Heidelberg University conducted a campus celebration in honor of Martin Luther King Jr. Tuesday.
The guest speaker for the day was Sharon Perry-Nause, director of institutional diversity and assistant professor of management at Tiffin University, where she chairs the University Diversity Committee. During her tenure, TU has earned recognition for increases in black student graduation rates.
Heidelberg President Robert Huntington welcomed the audience by asking, "Why are we here today?"
PHOTO BY NICOLE WALBY
"We are here today because we are not satisfied," Huntington said. "There is more work to be done." August will mark 50 years since the march on Washington, he said.
"In words expressed by Dr. King, 'No, no, we are not satisfied, and we will not be satisfied until justice rolls down like waters and righteousness like a mighty stream,'" Huntington said.
The topic of the celebration was "Humanity." Perry-Nause expressed that throughout King's life, there was a lot of uncertainty.
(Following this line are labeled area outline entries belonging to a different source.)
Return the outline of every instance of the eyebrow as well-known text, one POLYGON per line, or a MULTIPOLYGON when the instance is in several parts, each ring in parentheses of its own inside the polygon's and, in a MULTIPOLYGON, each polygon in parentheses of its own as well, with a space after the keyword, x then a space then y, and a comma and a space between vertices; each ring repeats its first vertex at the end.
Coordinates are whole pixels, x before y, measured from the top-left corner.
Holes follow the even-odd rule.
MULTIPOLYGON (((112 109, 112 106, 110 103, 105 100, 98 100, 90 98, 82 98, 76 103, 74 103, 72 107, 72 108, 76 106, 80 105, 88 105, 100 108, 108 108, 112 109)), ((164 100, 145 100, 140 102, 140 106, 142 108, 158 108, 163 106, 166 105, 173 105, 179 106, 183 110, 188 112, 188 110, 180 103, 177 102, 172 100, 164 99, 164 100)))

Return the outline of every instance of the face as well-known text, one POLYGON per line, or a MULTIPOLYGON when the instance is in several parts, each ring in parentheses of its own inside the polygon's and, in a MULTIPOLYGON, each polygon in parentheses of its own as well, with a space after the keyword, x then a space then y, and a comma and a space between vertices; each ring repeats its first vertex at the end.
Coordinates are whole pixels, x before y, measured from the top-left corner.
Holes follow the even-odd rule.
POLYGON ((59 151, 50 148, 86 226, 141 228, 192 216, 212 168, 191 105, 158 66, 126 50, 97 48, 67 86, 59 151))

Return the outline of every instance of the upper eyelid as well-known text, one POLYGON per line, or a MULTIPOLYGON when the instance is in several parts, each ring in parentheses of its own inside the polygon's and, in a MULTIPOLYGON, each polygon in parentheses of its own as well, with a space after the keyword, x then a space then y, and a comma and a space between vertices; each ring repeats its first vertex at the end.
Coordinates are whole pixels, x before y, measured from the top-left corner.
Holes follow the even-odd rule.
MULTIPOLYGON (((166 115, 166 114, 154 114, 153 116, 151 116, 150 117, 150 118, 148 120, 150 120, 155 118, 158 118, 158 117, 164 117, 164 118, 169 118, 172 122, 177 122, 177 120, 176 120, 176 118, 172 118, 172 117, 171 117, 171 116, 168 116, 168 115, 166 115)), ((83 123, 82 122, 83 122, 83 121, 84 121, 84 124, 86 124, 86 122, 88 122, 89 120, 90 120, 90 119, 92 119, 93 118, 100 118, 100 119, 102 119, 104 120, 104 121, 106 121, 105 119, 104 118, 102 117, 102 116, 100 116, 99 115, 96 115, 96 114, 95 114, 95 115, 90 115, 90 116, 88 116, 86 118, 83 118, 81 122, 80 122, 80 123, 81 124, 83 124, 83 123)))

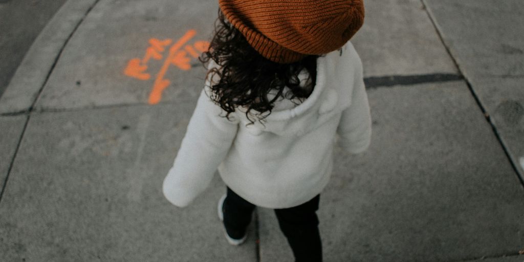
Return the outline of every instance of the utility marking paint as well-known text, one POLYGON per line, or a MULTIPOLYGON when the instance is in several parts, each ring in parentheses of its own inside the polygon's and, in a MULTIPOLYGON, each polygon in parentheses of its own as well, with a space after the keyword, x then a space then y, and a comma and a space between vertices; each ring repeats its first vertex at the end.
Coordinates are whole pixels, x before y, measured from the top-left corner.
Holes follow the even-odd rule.
MULTIPOLYGON (((190 70, 191 69, 190 64, 191 60, 198 58, 200 53, 208 51, 209 42, 206 41, 197 41, 193 45, 187 44, 196 34, 196 31, 194 30, 188 30, 169 48, 163 64, 156 74, 152 89, 149 93, 148 103, 154 105, 162 99, 162 92, 171 83, 169 80, 165 78, 171 66, 176 66, 179 69, 184 71, 190 70)), ((151 59, 160 60, 164 58, 163 53, 166 48, 172 43, 173 41, 171 39, 160 40, 151 38, 149 41, 150 46, 146 49, 144 57, 141 59, 135 58, 129 60, 124 70, 124 74, 139 80, 149 80, 151 74, 146 72, 148 63, 151 59)))

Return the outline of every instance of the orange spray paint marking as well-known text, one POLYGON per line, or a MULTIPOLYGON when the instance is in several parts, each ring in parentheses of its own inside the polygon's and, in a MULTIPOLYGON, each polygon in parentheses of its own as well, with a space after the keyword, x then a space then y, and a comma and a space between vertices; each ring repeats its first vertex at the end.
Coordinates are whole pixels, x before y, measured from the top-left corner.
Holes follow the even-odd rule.
MULTIPOLYGON (((180 67, 180 64, 183 64, 183 63, 187 63, 189 61, 186 60, 185 54, 183 55, 183 57, 180 57, 181 56, 177 55, 177 52, 182 46, 192 38, 196 34, 196 31, 194 30, 188 30, 185 34, 184 35, 184 36, 182 37, 178 42, 175 43, 169 49, 169 56, 168 57, 167 59, 166 60, 163 65, 162 66, 162 68, 160 69, 160 72, 157 74, 157 79, 155 80, 155 84, 153 85, 153 90, 151 91, 151 93, 149 94, 149 99, 148 100, 149 104, 155 104, 160 102, 160 99, 162 98, 162 91, 169 85, 170 83, 169 80, 163 79, 164 75, 166 75, 166 72, 167 72, 167 69, 169 68, 169 66, 171 63, 174 63, 180 67)), ((190 66, 190 68, 191 68, 190 66)), ((189 70, 189 69, 187 70, 189 70)))
POLYGON ((207 41, 197 41, 194 44, 195 48, 201 52, 207 52, 209 49, 209 42, 207 41))
POLYGON ((127 63, 127 66, 124 70, 124 74, 128 77, 136 78, 140 80, 147 80, 151 75, 145 73, 144 71, 147 70, 147 62, 151 58, 157 60, 162 59, 162 54, 160 53, 163 52, 165 47, 169 45, 171 42, 171 39, 166 39, 160 41, 156 38, 149 39, 149 43, 151 46, 146 50, 146 55, 141 59, 139 58, 133 58, 127 63))
MULTIPOLYGON (((149 94, 148 102, 150 104, 159 102, 162 98, 162 92, 171 83, 169 80, 164 78, 170 66, 176 66, 184 71, 191 70, 190 63, 191 59, 198 58, 200 53, 208 51, 209 48, 209 42, 208 41, 197 41, 193 45, 187 44, 196 33, 194 30, 188 30, 183 36, 169 48, 167 57, 156 74, 152 90, 149 94)), ((162 53, 166 48, 172 42, 173 40, 170 39, 161 40, 151 38, 149 40, 150 46, 146 49, 144 57, 130 59, 124 70, 124 74, 140 80, 150 79, 151 75, 146 72, 148 69, 148 63, 151 59, 159 60, 163 58, 162 53)))

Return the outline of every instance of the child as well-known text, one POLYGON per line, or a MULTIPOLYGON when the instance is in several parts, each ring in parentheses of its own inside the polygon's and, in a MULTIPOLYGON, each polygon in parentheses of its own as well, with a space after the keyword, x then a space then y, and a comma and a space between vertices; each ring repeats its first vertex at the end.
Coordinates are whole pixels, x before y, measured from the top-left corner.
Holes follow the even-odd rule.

"Now, we are light years ahead from where we used to be," Perry-Nause said.
As a little girl, Perry-Nause said, she told her mother she wanted to go to college. In a single-parent home, there wasn't much money for college, Perry-Nause said. "But with the people I met throughout my life, they showed me to path to get there."
"I am all about education. It can change your life. I know because it changed mine with the opportunities given to me through Dr. King," Perry-Nause said. "It is my job to educate and my responsibility to give back to help those individuals, no matter what type of school, to get through what they need to get through. Helping those individuals ultimately helps society as a whole."
Concluding her message, Perry-Nause said, "(The) Humanities are stories, words and experiences. They connect lives with the opportunities to meet people you may not have ever met, see places you may not have every seen and get ideas that you may not have had the chance to express. That is my passion that is diversity."
In addition to the address by Perry-Nause, the President's Volunteer Service Award was presented to 2008 Heidelberg graduate Joe Worthy for his commitment to a life of service.
Worthy, during his time on campus, organized a get-out-the-vote campaign that encouraged 200 Heidelberg students to register to vote. Worthy also was president of the campus's Black Student Union and served as a part of the Martin Luther King Community Planning Committee and Honors Program Committee.
Since then, Worthy has volunteered with Nexus Alliance and the Children's Defense Fund. He has worked with the Defense Fund as a national coordinator for youth leadership development in Washington, D.C., and is working through the Cleveland office, where he founded the New Abolitionist Association and the Call to Consciousness Symposium.